IPSWICH, a township of Essex county, Massachusetts, U.S.A., on both sides of the Ipswich river, about 27 m. N.N.E. of Boston. Pop. 1910 (Federal census), 5777. It is served by the Boston & Maine railroad. The surface is diversified by drumlins, vales, meadows, sand-dunes and tidal marshes. Ipswich has several manufacturing industries, including hosiery. The public library was the gift of Augustine Heard. Among the residences are several built in the 17th and 18th centuries. The oldest of these, the John Whipple House, is the home of the Ipswich Historical Society (1890), which has gathered here a collection of antiques and issues publications of antiquarian interest. In the Ipswich Female Seminary, which no longer exists, Mary Lyon taught from 1828 to 1834 and here planned Mount Holyoke Seminary; Professor J. P. Cowles and his wife conducted a famous school for girls in the building for many years. Facing the South Common were the homes of Rev. Nathaniel Ward (1578-1652), principal author of the Massachusetts "Body of Liberties" (1641); the first code of laws in New England, and author of The Simple Cobler of Aggawam in America, Willing to help mend his Native Country, lamentably tattered, both in the upper-Leather and the Sole (1647), published under the pseudonym, "Theodore de la Guard," one of the most curious and interesting books of the colonial period; of Richard Saltonstall (1610-1694), who wrote against the life tenure of magistrates, and although himself an Assistant espoused the more liberal principles of the Deputies; and of Ezekiel Cheever (1614-1708), a famous schoolmaster, who had charge of the grammar school in 1650-1660. In the vicinity was the house of the Rev. William Hubbard (1621-1704), author of a Narrative of the Troubles with the Indians in New England (Boston, 1677) and a general History of New England, published by the Massachusetts Historical Society in 1815.

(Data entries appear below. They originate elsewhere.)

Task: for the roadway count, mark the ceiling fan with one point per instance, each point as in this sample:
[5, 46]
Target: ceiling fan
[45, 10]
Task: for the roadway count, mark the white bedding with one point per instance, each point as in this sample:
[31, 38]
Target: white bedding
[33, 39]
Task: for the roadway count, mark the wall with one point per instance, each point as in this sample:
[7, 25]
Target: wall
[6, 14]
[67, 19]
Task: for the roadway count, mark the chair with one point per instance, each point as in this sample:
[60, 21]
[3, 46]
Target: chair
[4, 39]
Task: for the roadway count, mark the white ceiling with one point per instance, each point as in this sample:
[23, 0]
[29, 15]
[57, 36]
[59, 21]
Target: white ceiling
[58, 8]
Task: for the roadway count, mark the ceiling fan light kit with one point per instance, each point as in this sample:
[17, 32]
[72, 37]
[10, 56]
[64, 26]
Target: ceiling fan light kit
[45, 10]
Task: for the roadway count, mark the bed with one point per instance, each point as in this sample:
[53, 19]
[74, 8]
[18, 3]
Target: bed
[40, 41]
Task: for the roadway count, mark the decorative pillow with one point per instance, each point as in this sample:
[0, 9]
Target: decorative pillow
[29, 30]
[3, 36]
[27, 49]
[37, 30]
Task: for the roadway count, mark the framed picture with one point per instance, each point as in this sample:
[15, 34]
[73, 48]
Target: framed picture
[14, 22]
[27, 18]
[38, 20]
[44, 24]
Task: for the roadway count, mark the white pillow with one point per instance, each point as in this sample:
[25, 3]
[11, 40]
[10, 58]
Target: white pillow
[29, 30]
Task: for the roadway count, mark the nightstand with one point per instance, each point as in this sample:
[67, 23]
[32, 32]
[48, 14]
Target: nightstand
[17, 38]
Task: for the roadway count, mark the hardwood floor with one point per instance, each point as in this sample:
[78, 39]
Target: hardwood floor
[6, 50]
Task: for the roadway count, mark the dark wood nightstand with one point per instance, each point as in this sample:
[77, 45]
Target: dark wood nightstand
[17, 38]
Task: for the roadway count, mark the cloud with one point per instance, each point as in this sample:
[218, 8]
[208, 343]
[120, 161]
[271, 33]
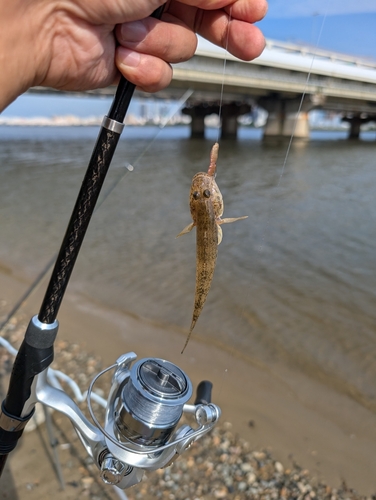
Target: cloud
[300, 8]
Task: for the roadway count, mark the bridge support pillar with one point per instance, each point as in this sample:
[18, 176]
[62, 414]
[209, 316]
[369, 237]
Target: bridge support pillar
[356, 121]
[284, 120]
[229, 118]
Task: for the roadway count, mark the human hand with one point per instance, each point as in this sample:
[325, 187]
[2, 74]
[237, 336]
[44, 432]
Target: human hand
[82, 44]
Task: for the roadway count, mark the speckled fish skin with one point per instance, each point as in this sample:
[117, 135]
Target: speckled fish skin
[206, 206]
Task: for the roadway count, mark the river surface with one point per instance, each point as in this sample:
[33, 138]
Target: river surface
[295, 282]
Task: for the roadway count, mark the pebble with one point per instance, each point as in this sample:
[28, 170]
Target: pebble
[220, 465]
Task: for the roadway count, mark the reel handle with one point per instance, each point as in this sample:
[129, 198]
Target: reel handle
[203, 393]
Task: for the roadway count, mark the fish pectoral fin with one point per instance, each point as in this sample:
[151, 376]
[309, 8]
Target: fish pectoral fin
[220, 234]
[231, 219]
[186, 229]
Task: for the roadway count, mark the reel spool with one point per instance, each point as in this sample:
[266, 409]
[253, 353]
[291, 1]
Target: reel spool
[152, 402]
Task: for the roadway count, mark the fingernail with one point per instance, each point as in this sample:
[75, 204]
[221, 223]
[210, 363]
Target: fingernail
[128, 57]
[135, 31]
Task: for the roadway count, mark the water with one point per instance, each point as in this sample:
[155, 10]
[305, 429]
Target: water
[295, 282]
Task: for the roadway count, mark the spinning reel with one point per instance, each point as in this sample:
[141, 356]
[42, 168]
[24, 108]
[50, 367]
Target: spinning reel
[144, 406]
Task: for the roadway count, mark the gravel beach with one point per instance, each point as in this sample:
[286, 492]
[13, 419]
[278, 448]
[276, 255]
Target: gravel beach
[220, 465]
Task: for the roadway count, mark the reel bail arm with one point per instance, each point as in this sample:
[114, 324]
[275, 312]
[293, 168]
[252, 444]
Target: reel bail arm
[145, 404]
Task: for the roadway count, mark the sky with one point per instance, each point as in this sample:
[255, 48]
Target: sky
[345, 26]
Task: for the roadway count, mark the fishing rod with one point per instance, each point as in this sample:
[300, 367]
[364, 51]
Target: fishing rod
[146, 401]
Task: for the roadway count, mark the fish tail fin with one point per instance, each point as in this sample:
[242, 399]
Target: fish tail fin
[189, 335]
[213, 159]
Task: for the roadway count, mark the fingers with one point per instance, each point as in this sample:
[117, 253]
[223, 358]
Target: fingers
[170, 40]
[222, 22]
[242, 39]
[148, 47]
[147, 72]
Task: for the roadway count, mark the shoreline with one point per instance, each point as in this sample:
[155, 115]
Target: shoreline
[297, 419]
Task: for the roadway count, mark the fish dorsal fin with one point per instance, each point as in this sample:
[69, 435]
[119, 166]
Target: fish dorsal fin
[213, 160]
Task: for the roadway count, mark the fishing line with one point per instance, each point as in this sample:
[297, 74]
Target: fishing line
[223, 76]
[128, 168]
[301, 100]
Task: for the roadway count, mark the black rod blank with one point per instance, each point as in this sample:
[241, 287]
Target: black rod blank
[96, 172]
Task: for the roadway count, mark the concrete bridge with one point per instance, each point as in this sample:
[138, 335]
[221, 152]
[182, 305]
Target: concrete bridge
[275, 81]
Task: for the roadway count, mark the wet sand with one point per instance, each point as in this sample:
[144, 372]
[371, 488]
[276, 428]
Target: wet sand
[296, 418]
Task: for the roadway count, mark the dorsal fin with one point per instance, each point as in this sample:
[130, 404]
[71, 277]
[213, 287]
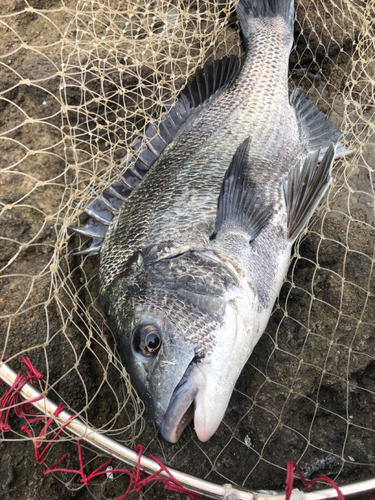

The town was founded under the name of Aggawam in 1633 by John Winthrop, jun., and twelve others, with a view to preventing the French from occupying the N. part of Massachusetts, and in the next year it was incorporated under its present name. In wealth and influence during the early colonial period it was little inferior to Boston, whose policies it not infrequently opposed. When Governor Andros and his Council in 1687 issued an order for levying a tax, a special town meeting of Ipswich promptly voted "that the s'd act doth infringe their Liberty as Free borne English subjects of His Majestic by interfearing with ye statutory Laws of the Land, By which it is enacted that no taxes shall be levied on ye Subjects without consent of an assembly chosen by ye Freeholders for assessing the same," and refused to assess the tax. For this offence six leaders, headed by the Rev. John Wise, minister of the Chebacco Parish (now Essex), were prosecuted, found guilty, imprisoned for three weeks to await sentence and then disqualified for office; they were also fined from £15 to L50 each, and were required to give security for their good behaviour. In Ipswich were originally included the present townships of Hamilton (1793) and Essex (1819).
See T. F. Waters, Ipswich in the Massachusetts Bay Colony 16 331700 (Ipswich, 1905), and the publications of the Ipswich Historical Society.